The International Air Transport Association (IATA) has released its results for the full-year 2020 global passenger results. Global demand in RPKs (revenue passenger kilometers) fell 65.9% compared to 2019 figures, and international passenger capacity measured in ASKs (available seat kilometers) fell by 75.6% compared to 2019 figures, while load factor fell 19.2% to 62.8% when compared to 2019 figures. Domestic demand fell 48.8% and capacity contracted 35.7%, with the load factor dropping 17% to 66.6%. The outlook for 2021 still looks bleak with bookings for future travel down 70% compared to this time a year ago.

IATA’s baseline forecast for 2021 is for a 50.4% improvement on 2020 demand that would bring the industry to 50.6% of 2019 levels. While this view remains unchanged, there is a severe downside risk if more severe travel restrictions in response to new virus variants persist. Should such a scenario materialize, demand improvement could be limited to just 13% over 2020 levels, leaving the industry at 38% of 2019 levels.

“Last year was a catastrophe. There is no other way to describe it.
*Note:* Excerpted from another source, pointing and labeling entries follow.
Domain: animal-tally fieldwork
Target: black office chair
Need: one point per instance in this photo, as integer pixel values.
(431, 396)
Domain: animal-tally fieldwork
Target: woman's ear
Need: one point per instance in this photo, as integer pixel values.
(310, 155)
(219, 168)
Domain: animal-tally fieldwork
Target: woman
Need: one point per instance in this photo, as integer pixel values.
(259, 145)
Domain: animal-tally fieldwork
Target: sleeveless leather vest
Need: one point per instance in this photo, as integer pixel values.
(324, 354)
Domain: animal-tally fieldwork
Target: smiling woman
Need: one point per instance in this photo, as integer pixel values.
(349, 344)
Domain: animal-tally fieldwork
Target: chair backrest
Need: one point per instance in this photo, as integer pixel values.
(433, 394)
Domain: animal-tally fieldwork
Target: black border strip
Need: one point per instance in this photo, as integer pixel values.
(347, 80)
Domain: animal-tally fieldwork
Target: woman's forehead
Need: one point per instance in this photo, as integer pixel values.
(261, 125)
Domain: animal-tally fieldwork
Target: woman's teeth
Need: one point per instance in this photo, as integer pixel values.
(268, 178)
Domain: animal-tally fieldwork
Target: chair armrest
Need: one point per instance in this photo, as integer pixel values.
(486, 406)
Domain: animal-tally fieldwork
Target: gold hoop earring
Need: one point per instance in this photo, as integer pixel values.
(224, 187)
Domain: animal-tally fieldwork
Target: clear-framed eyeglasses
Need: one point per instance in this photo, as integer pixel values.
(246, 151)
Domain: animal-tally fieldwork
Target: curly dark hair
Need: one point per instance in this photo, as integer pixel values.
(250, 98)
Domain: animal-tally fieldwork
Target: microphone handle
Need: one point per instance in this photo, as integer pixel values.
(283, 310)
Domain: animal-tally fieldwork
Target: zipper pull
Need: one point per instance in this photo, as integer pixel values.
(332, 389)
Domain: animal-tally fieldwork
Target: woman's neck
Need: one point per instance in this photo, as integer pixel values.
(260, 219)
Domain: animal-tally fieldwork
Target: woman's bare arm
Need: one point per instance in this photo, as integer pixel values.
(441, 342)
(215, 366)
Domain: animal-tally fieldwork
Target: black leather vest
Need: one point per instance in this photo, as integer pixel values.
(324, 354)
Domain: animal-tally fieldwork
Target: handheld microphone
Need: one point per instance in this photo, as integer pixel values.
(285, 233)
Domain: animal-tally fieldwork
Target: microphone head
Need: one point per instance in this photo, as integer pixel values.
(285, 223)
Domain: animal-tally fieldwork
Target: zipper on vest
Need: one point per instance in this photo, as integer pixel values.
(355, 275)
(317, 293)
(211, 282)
What recovery there was over the Northern hemisphere summer season stalled in autumn and the situation turned dramatically worse over the year-end holiday season, as more severe travel restrictions were imposed in the face of new outbreaks and new strains of COVID-19.” said Alexandre de Juniac, IATA’s Director General and CEO.
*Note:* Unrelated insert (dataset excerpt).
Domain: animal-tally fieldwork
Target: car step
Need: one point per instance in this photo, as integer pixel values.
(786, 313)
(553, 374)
Asia-Pacific airlines’ full-year traffic plunged 80.3% in 2020 compared to 2019. European carriers saw a 73.7% traffic decline in 2020 versus 2019. Middle Eastern airlines’ annual passenger demand in 2020 was 72.9% below 2019. North American airlines’ full year traffic fell 75.4% compared to 2019. Latin American airlines had a 71.8% full year traffic decline compared to 2019, while African airlines’ traffic fell 69.8% last year compared to 2019.

SRT_09 (2020-10-05)

Willis Lease purchases 25 GTF™ engines from Pratt & Whitney

Willis Lease Finance Corporation has purchased twenty-five PW1100G-JM and PW1500G GTF™ aircraft engines from Pratt & Whitney and an affiliate company in December 2020. The transaction also includes a long-term
maintenance and support agreement with Pratt & Whitney and an affiliate company, enabling Willis Lease to offer engines maintained to the highest quality standard through Pratt & Whitney’s GTF MRO network. The engines, together with associated maintenance, are valued at over US$400 million.

“We have seen the trend continuing for airlines to demand engines on a ‘just in time’ basis. The bulk purchase of the GTF™ engines provides us the foundation for the scale required to deliver these engines through our ConstantAccess™ programs,” said Austin C. Willis, SVP of Corporate Development at Willis Lease.
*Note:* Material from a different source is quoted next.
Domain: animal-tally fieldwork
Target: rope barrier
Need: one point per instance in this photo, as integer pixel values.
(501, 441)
Air Lease Corporation delivers two new Boeing 737-8 aircraft to Sunwing Airlines

Air Lease Corporation (ALC) has delivered two new Boeing 737-8 aircraft on long-term lease to Sunwing Airlines.  These aircraft, featuring CFM International LEAP-1B27 engines, are the third and fourth new Boeing 737-8 aircraft to deliver to Sunwing from ALC’s order book with Boeing. 

Sunwing is the largest integrated travel company in North America, with more flights to the south than any other leisure carrier with convenient direct service from over 33 airports across Canada to more than 45 popular sun destinations across the U.S.A., Caribbean, Mexico and Central America. Sunwing Airlines currently has two 737-800s and two other 737-8s on lease from ALC.


Qantas Group signs capacity deal with Alliance Airlines to boost domestic growth

Qantas has signed a three-year deal with Alliance to access three E190s based in Darwin and Adelaide. The timing will depend on the rate of recovery in travel demand but is currently expected to start in June 2021, once the vast majority of the Qantas Domestic flying has returned to pre-COVID levels.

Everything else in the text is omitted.